Marie showed that she was angry at these small courtesies by banging dishes down hard on the long table as she cleared away the remains of supper. But I ignored her and said: ‘Get up from the floor, Sarah, and sit. Tell me what it is you want - why do you disturb my peace on this cold night?’
‘Oh sir, it’s my old fool Dickon. He is drunk again on Widow Wilkins’ strong mead, and cursing you something horrible, and he is ...’ she halted, and I encouraged her to continue. She took a sip of ale. ‘Oh sir, he is talking of slitting his own throat. He says you will send him to the King’s court and they will hang him ... and he vows he will not die that way. He says he would rather die by his own hand, like a soldier, and risk eternal damnation, than be hanged as a common felon. I tell him you would not send him to the judges, not for a piglet or two, and that it will just be the manor court and a fine. But he is mad, sir, and he sits in our cottage muttering and swearing foul oaths and drinking yet more and sharpening his knife. Oh sir, tell me you will not send him to the King’s court.’
‘He stole from me,’ I said, as coldly as I could manage. ‘He admits it. Year after year, he took my property and laughed while he robbed me. What would you have me do? There must be justice in Westbury.’
She broke down into another fit of violent sobbing that seemed to rack her very soul. And like the soft old fool that I am, I was moved by her tears. ‘Come, Sarah,’ I said. ‘This is no good. Go home now and tell Dickon that he must present himself to me tomorrow morning, sober and clean, and remorseful, and we two men will discuss this matter then.’
When the woman had gone, I went over to the big chest where I keep my most precious possessions and rummaging in the deepest recesses I found what I was looking for: an ordinary old sword in a battered leather scabbard. I pulled the blade from the scabbard and gazed down at the grey metal, my own tired face reflected back at me. How many men had I slaughtered with this weapon, I wondered - too many to count, surely. And yet it was an age-old symbol of justice; in the King’s hands it signified the power to kill in the name of the law. I made a cut in the air, just as an experiment, and the blade sliced cleanly through the drifting smoke of the hall; my right arm was unaccustomed to the weight of the sword, and my once-broken wrist gave a twinge, but it felt good in my hand. I cut again, and again, my feet moving smoothly in the old patterns, drummed into me by my old friend Sir Richard at Lea, as I lunged and parried, fencing with an imaginary foe.
‘What in the world do you think you are doing?’ said a sharp voice. It was Marie. ‘Put that thing away before you do yourself a mischief. You’re not twenty years old any more. Nor even twice that!’

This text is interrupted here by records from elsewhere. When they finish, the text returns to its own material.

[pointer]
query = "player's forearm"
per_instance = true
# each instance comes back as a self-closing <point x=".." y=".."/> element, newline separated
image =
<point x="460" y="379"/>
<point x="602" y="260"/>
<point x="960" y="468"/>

For a brief moment, just a heartbeat, the Devil inspired me with a wild urge to strike down my daughter-in-law for those disrespectful words. For a moment, I honestly wanted to turn and hack at her neck and leave her twitching in a pool of blood. I saw myself clearly standing over her corpse, gory blade in hand, my body once again filled with the vigour of battle, the power of youth. And then I regained my senses, God be praised, and I slid the old sword back in its sheath, put it away and sat back down once again by the flickering fire.
Marie came over and draped a thick woollen shawl around my shoulders. ‘It’s cold tonight,’ she said kindly. But I did not deign to reply. I merely took another sip of my warmed ale. There was honey in it.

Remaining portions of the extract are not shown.